U.S. Air Force Failed Another Nuclear Security Test
Insufficient training contributed to the poor performance.
Security forces at an Air Force base in Montana failed to stop a simulated capture of a nuclear weapon, revealing a "critical deficiency," according to internal documents obtained by the Associated Press.
The Malmstrom Air Force Base was tested with an "Empty Quiver" scenario last August, in which a nuclear weapon is stolen from one of the base's 150 nuclear-tipped missiles. But security forces failed to recapture the weapon within a certain time frame, thereby flunking the test. In January, a commander at the base told the AP that the simulation "confused our airmen. We were off by a matter of seconds." Meanwhile, the internal report placed blame on several areas:
It said insufficient training was at the heart of the problem, beginning with a lack of familiarity among the security forces with "complex scenario" exercises. It also cited unspecified shortcomings in "leadership culture" and a lack of standardized simulations not only at Malmstrom but throughout the nuclear missile corps.

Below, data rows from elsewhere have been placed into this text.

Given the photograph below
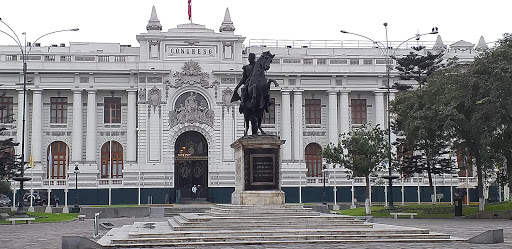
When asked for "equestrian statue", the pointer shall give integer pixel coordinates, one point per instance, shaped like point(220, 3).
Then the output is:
point(255, 92)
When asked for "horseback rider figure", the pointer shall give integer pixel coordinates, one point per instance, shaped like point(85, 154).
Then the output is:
point(255, 92)
point(246, 74)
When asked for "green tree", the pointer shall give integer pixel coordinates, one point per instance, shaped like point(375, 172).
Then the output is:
point(361, 151)
point(5, 186)
point(492, 70)
point(418, 65)
point(423, 131)
point(473, 122)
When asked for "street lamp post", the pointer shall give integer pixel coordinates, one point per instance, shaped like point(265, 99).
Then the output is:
point(76, 207)
point(24, 53)
point(389, 53)
point(324, 195)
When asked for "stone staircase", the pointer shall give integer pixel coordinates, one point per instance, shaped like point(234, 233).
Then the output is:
point(237, 224)
point(171, 211)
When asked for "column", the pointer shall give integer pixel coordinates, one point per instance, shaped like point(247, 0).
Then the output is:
point(379, 110)
point(90, 153)
point(344, 118)
point(286, 125)
point(19, 132)
point(76, 152)
point(297, 125)
point(333, 117)
point(37, 129)
point(131, 127)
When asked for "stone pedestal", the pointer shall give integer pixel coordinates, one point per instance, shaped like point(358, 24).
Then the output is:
point(257, 171)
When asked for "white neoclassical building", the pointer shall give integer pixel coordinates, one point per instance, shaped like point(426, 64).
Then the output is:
point(144, 124)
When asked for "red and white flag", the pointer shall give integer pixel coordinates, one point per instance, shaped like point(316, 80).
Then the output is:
point(190, 10)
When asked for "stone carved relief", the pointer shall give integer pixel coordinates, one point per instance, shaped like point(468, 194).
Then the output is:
point(191, 42)
point(191, 75)
point(227, 80)
point(154, 79)
point(190, 109)
point(226, 96)
point(142, 95)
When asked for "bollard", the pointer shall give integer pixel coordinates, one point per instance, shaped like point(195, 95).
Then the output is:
point(96, 224)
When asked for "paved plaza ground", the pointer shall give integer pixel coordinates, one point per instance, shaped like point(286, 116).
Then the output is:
point(48, 235)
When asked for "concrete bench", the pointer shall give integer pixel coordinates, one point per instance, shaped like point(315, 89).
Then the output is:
point(4, 216)
point(405, 214)
point(26, 219)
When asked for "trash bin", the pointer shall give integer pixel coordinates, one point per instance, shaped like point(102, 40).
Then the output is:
point(457, 204)
point(178, 196)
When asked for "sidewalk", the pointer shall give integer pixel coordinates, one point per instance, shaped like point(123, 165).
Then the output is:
point(49, 235)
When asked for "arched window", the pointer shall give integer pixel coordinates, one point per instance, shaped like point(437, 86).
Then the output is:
point(57, 160)
point(313, 160)
point(8, 157)
point(116, 168)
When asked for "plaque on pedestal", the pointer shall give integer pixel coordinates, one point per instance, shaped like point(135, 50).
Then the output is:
point(257, 164)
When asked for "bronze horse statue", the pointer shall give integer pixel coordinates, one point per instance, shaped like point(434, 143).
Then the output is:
point(256, 95)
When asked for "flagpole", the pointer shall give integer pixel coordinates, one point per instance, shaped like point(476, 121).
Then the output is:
point(190, 10)
point(31, 208)
point(110, 172)
point(50, 162)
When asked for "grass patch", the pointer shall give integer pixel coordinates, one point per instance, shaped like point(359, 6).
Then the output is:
point(47, 217)
point(428, 211)
point(114, 206)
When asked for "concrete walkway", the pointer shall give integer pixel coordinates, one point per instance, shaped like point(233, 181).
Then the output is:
point(48, 235)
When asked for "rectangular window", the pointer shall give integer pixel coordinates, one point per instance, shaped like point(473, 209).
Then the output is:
point(367, 62)
point(270, 116)
point(112, 110)
point(6, 109)
point(308, 61)
point(313, 111)
point(465, 165)
point(58, 110)
point(358, 109)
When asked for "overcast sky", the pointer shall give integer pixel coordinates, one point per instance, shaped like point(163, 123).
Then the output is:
point(120, 21)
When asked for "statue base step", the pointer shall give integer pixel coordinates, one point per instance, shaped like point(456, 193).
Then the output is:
point(258, 197)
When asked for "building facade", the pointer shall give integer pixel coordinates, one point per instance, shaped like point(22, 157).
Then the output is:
point(144, 124)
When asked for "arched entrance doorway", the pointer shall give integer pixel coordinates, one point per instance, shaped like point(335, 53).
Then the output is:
point(191, 164)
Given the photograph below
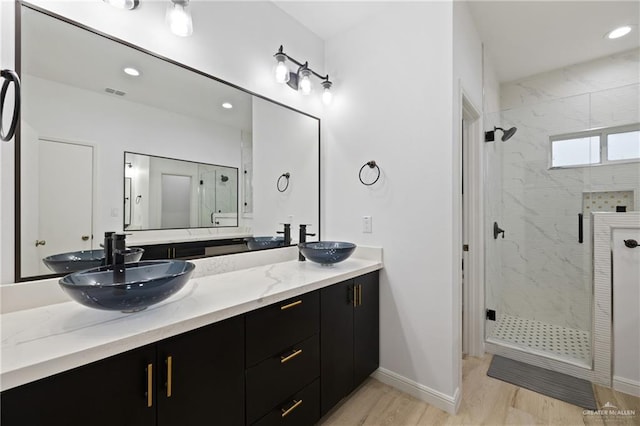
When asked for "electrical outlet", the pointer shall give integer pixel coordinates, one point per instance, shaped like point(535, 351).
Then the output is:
point(367, 224)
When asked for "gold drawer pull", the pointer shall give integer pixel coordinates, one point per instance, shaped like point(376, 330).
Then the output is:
point(149, 385)
point(291, 305)
point(295, 405)
point(169, 374)
point(294, 354)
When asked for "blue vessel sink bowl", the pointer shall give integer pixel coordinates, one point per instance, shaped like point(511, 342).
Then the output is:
point(142, 284)
point(86, 259)
point(326, 252)
point(259, 243)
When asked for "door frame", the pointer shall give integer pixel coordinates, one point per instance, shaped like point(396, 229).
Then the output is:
point(473, 298)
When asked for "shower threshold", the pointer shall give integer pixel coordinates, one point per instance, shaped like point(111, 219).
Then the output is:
point(560, 343)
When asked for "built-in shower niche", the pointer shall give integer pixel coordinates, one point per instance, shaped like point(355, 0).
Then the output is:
point(607, 201)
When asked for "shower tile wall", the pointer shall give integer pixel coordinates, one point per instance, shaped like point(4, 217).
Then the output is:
point(545, 274)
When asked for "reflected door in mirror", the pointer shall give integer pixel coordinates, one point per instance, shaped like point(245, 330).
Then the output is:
point(58, 217)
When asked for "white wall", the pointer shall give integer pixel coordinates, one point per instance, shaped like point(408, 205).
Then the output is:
point(395, 107)
point(296, 137)
point(234, 41)
point(7, 224)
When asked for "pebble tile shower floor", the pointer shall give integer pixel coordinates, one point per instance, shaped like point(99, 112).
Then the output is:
point(566, 343)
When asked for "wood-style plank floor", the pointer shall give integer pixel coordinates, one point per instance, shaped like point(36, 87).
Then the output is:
point(485, 401)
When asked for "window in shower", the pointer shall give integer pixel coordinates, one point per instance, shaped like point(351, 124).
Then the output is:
point(600, 146)
point(623, 146)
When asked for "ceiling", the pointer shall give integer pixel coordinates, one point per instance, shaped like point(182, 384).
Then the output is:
point(521, 38)
point(57, 51)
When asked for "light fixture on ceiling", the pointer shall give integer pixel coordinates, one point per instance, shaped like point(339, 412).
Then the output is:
point(179, 18)
point(123, 4)
point(301, 79)
point(131, 71)
point(618, 32)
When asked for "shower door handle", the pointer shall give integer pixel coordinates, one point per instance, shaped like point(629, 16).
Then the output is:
point(580, 228)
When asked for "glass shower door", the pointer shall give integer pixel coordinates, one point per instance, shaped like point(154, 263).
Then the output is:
point(538, 274)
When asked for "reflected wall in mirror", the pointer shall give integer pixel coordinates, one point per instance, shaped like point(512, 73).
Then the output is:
point(81, 113)
point(166, 193)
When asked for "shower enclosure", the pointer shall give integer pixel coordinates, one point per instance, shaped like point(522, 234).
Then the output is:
point(570, 156)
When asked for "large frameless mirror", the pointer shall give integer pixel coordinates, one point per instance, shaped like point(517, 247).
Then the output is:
point(213, 152)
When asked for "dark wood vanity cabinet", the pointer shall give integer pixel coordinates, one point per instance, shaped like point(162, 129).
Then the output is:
point(285, 364)
point(350, 343)
point(202, 384)
point(201, 376)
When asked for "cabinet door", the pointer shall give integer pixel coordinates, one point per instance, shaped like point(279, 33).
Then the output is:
point(107, 392)
point(201, 376)
point(366, 327)
point(336, 343)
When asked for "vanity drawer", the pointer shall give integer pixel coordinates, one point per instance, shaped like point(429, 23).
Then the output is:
point(302, 408)
point(273, 380)
point(272, 329)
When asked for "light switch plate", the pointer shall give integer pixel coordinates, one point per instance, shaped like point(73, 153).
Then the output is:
point(367, 227)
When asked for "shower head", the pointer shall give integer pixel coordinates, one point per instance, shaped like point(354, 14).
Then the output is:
point(506, 134)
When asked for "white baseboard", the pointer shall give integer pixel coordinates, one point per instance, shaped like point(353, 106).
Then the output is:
point(448, 403)
point(630, 387)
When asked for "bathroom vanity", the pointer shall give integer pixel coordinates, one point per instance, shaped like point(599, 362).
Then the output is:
point(280, 343)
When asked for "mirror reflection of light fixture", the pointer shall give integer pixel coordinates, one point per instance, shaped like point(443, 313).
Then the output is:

After this critical internal report, the base faced another test two months later and security forces passed.
The Air Force failure comes less than a year after Eric Schlosser's explosive book Command and Control, which found that the U.S. Air Force has come incredibly close to accidentally setting off nuclear weapons several times. At the "Damascus Incident" in 1980, for example, a worker at an Air Force base dropped a socket during regular missile maintenance and pierced a Titan II ballistic missile, sending rocket fuel spraying. That almost led to an accidental nuclear explosion in Arkansas.
In a conversation with The Wire last September, Schlosser noted that because of the Air Force's compartmentalization and secrecy, many of its leaders didn't know about the safety breaches until he uncovered them. That suggests that outside reporting by the AP and others is just as valuable as the Air Force's own internal investigations. The AP's reporting over the last six months has numerous concerns with the Air Force's nuclear missile units, including low morale, poor training and leadership, and institutional neglect.